Entscheidungsstichwort (Thema)
Einkommensteuer, Lohnsteuer, Kirchensteuer
Leitsatz (amtlich)
Ein früher zum notwendigen Betriebsvermögen gehörendes Wirtschaftsgut scheidet nicht dadurch ohne eine Entnahmehandlung der Steuerpflichtigen aus dem Betriebsvermögen aus, daß sich die tatsächlichen Beziehungen des Wirtschaftsgutes zum Betrieb so verändern, daß das Wirtschaftsgut nach dieser Veränderung nicht mehr zum gewillkürten Betriebsvermögen gemacht werden könnte.
Normenkette
EStG §§ 4-5, 6/1/4
Tatbestand
Streitig ist, ob der Bf. am 1. Januar 1958 ein Betriebsgrundstück mit der Folge ins Privatvermögen überführte, daß der Unterschied zwischen dem Buchwert und dem Teilwert den Gewinn erhöhte (ß 6 Abs. 1 Ziff. 4 EStG).

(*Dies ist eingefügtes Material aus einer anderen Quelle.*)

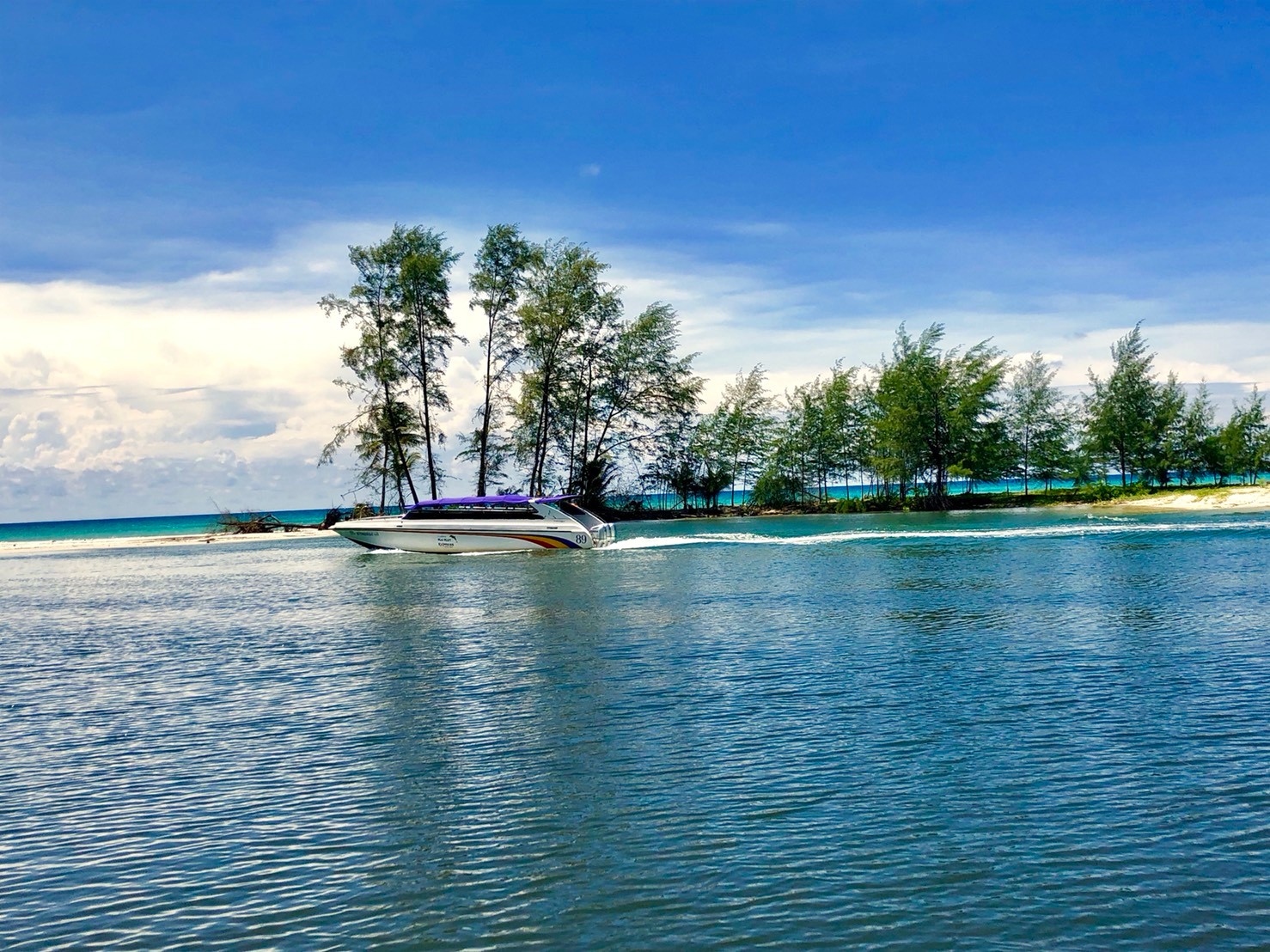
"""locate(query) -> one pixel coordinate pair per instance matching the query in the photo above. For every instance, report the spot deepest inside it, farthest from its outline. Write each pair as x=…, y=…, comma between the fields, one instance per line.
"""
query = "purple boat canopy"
x=488, y=500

Der Bf. betrieb bis zur Ausbombung seines Unternehmens im Jahr 1944 auf einem ihm gehörenden Grundstück eine Elektrogroßhandlung. Nach der Ausbombung verlegte er den Betrieb in andere Gebäude, die er mietete. Das in seinen Bilanzen auch nach der Ausbombung fortgeführte Grundstück übernahm er in die DM-Eröffnungsbilanz mit dem unstreitig zulässigen Ansatz von 11 580 DM und wies diesen Wert auch in den folgenden DM-Bilanzen aus.

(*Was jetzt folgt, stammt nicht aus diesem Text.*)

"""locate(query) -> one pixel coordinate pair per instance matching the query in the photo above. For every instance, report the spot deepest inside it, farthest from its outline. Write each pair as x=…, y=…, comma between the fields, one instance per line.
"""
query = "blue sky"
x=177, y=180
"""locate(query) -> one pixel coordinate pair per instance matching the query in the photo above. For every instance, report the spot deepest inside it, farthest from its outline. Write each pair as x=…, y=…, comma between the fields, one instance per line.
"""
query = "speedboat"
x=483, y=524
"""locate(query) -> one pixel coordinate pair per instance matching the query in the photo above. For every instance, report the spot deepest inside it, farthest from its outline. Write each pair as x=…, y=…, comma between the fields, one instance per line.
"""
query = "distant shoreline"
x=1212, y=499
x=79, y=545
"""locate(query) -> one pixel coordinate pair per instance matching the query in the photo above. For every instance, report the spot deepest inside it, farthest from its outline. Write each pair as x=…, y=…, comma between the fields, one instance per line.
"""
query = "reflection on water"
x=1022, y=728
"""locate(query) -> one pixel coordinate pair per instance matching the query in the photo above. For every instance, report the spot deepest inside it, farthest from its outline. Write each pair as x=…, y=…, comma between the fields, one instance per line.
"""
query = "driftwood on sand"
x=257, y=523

Am 1. Januar 1958 erklärte der Bf., dieses Grundstück ins Privatvermögen übernehmen zu wollen. Er war zunächst in seinem gegen die Einkommensteuerveranlagung 1958 eingelegten Einspruch mit der vom Finanzamt durchgeführten Versteuerung des Unterschieds zwischen dem Buchwert und dem Teilwert des Grundstücks einverstanden. Im Laufe des Einspruchsverfahrens vertrat der Bf. die Auffassung, daß das Grundstück nach der Ausbombung im Jahr 1944 am 1. Januar 1948 oder am 20. Juni 1948 notwendiges Privatvermögen geworden sei und deshalb die Ausbuchung des Grundstücks Anfang 1958 nur eine Bilanzberichtigung darstelle. Die im Jahr 1948 verhängte Bausperre, die bis 1954 fortbestanden habe, habe jede Beziehung des Grundstücks zum Betrieb gelöst und es für betriebliche Zwecke ungeeignet erscheinen lassen. Selbst wenn man aber eine zur Versteuerung der stillen Reserven führende Entnahme annehmen wolle, so hätte das Finanzamt eine steuerfreie Rücklage für Ersatzbeschaffung zulassen müssen.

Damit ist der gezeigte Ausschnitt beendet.